Les garçons d’écurie prirent ses sacoches qui ne contenaient rien d’autre que ses effets personnels et trois livres empruntés à la bibliothèque. Ils avaient déjà sellé sa nouvelle monture – un hongre vigoureux et racé – et chargé ses provisions, ainsi que deux énormes sacs de missives pleines d’espoir sur une grosse jument de labour. Si la proportion de destinataires survivants atteignait deux pour cent, il faudrait y voir un miracle. Mais, pour ces quelques exceptions, la réception d’une lettre allait signifier beaucoup et entamerait le long et lent processus de rétablissement des liens avec le monde extérieur.

Peut-être son personnage aurait-il un rôle positif… assez, du moins, pour compenser ce qu’il avait de mensonger…

Gordon enfourcha le hongre. Il lui tapota l’encolure et lui parla jusqu’à ce que le noble et fougueux animal se sentît en confiance.

— Nous vous reverrons dans trois mois, n’est-ce pas ? lui dit Peter, la main tendue. Lorsque vous repasserez par ici en retournant dans l’Est.

Presque mot pour mot ce que m’a dit Dena Spurgen. Peut-être serai-je même de retour avant, s’il me vient jamais le courage de tout vous avouer.

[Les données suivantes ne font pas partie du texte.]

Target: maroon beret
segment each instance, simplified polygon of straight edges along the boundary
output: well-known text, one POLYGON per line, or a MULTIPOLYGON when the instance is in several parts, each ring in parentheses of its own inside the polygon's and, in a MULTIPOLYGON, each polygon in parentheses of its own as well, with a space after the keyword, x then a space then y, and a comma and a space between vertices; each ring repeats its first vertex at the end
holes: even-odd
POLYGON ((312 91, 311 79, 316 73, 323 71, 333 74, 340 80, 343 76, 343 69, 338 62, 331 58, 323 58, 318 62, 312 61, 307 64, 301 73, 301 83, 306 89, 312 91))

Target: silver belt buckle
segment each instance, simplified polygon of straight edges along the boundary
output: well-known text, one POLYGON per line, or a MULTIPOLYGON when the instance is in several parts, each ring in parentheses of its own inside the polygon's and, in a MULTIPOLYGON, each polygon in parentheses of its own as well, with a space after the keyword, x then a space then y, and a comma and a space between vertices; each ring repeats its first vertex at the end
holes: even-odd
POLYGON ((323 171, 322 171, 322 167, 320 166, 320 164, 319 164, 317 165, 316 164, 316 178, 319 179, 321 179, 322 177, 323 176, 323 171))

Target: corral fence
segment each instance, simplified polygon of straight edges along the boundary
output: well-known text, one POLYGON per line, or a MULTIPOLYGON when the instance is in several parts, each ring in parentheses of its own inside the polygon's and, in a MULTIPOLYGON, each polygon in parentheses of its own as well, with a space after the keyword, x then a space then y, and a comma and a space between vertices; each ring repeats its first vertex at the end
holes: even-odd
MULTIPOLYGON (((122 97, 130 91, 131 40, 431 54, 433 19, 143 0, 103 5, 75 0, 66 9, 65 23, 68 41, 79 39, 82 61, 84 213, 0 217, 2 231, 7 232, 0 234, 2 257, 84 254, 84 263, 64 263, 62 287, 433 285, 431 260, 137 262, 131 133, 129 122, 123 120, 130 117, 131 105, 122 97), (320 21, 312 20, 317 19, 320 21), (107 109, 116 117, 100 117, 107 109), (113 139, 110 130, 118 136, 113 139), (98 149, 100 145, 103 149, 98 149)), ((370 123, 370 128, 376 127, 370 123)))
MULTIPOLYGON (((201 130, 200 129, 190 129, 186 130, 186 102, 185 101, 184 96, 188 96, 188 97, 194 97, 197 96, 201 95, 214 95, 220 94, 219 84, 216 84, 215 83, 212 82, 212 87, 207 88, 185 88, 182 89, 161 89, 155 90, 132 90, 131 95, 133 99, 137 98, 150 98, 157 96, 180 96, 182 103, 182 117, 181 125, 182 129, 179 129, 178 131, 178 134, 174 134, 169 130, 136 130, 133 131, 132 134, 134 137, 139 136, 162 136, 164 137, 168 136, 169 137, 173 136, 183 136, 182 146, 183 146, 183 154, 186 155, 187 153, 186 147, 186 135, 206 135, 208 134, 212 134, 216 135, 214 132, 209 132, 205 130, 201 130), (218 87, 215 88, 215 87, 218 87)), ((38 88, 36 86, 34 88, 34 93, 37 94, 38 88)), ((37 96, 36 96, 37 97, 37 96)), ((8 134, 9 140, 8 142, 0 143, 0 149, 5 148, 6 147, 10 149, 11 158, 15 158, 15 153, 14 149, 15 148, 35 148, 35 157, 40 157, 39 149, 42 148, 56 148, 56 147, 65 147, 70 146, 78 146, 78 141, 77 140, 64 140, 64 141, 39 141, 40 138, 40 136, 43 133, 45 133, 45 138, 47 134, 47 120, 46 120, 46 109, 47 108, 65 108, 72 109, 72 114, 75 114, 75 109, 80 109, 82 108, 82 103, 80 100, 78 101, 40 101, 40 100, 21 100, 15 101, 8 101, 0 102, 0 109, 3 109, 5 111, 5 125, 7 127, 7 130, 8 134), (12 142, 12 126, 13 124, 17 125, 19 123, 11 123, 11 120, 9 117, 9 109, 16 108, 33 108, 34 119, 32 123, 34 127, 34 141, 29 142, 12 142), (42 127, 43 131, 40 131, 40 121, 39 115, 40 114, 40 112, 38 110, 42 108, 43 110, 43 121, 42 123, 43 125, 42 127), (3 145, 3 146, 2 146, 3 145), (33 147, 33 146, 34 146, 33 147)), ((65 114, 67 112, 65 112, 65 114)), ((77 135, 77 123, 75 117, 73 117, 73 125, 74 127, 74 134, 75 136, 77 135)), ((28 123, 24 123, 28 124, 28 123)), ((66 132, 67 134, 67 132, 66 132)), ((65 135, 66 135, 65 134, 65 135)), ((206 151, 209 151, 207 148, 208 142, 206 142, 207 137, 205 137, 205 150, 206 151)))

— D’ici là, Gordon, Cyclope vous promet de rédiger un rapport sur la situation dans le nord de l’Oregon ; vous n’aurez plus qu’à le transmettre à vos supérieurs.

Aage resta encore un moment accroché à sa main. Une fois de plus, Gordon fut intrigué. Le gars se comportait comme si quelque chose le tracassait… quelque chose dont il ne pouvait parler.

— Dieu vous assiste dans cette tâche estimable, Gordon, ajouta-t-il d’un ton grave. S’il y a quelque chose que je puisse faire pour vous, quoi que ce soit, vous n’aurez qu’à m’en faire part.

Gordon acquiesça d’un signe de tête. Toute parole était désormais superflue, Dieu merci. Puis, du coude, il donna le départ à sa monture et s’engagea sur la route du Nord. Le cheval chargé de bagages lui emboîta le pas.

9

Buena Vista

Les serviteurs de Cyclope l’avaient averti : au nord de Corvallis, la nationale n’était pas sûre et, en outre, complètement défoncée ; il avait donc pris une route secondaire qui lui était parallèle mais passait légèrement plus à l’ouest. Son état n’en était pas meilleur, apparemment : les gravats et les nids-de-poule rendaient la progression de Gordon très lente. Son estomac criait famine ; il ne tarda pas à s’arrêter pour casser la croûte dans les ruines de la ville de Buena Vista.

L’après-midi commençait à peine mais des nuages s’amoncelaient dans le ciel et des lambeaux de brume s’effilochaient dans les couloirs des rues jonchées de débris. Par le plus grand des hasards, c’était le jour où les fermiers au coin se rassemblaient dans un jardin public au centre de la ville fantôme pour y tenir leur marché. Gordon fit un brin de causette avec eux tandis qu’il s’attaquait au pain et au fromage qu’il avait sortis de ses fontes.